The company, U.S. Investigations Services LLC, based in Falls Church, Virginia, said in a statement posted Wednesday on its website that experts believe the breach “has all the markings of a state-sponsored attack.”
DHS spokesman Peter Boogaard told FedScoop a multi-agency cyber response team is working with the company to identify the scope of the intrusion and the FBI has launched a federal investigation.
“Effective immediately, DHS has issued stop-work orders halting the provision of additional sensitive information to the private sector company until we can determine that it will not be subject to compromise,” Boogaard said. “At this time, our forensic analysis has concluded that some DHS personnel may have been affected, and DHS has notified its entire workforce, out of an abundance of caution, to advise them to monitor their financial accounts for suspicious activity. As we continue to investigate the nature of this breach on an urgent basis, we will be notifying specific DHS employees whose [personally identifiable information] we can determine was likely compromised.”

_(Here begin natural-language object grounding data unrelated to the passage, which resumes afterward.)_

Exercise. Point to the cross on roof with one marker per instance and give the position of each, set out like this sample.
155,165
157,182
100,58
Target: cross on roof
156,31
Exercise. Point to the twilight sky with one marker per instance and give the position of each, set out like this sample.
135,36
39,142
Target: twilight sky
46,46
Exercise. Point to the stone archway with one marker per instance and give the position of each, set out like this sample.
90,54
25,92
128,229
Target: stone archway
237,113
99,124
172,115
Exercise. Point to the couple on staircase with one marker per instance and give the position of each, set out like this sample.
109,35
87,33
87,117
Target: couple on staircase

A DHS official told FedScoop on background the agency is also advising employees be alert to unsolicited requests for personal and financial information. “Employees are being asked to notify their privacy officer and security officer if they note any unusual activity,” the official said.
USIS said it self-reported the incident to the Office of Personnel Management, DHS and federal law enforcement authorities.
Founded in 1996, the company was born out of the privatization of OPM’s investigative branch. As a result of that privatization effort, OPM awarded the company a contract to provide background investigation services for 95 federal agencies. Today, the company supports 100 agencies, according to its website. The company claims to have performed more than 2 million background investigations since 2011 and employs 2,300 field investigators across the country.
OPM communications director Jackie Koszczuk said “out of an abundance of caution, we are temporarily ceasing field investigative work with USIS. This pause will give USIS time to work with US-CERT and OPM to take the necessary steps to protect its systems.”
Koszczuk said OPM has so far not been notified of any loss of personally identifiable information for OPM managed investigations. “OPM does not share and host information with USIS in the same way that other federal agencies do,” she said. “These are separate operations. We are vigorously working to learn the extent of the situation at USIS and we are taking appropriate actions to protect the security and integrity of our systems and data.”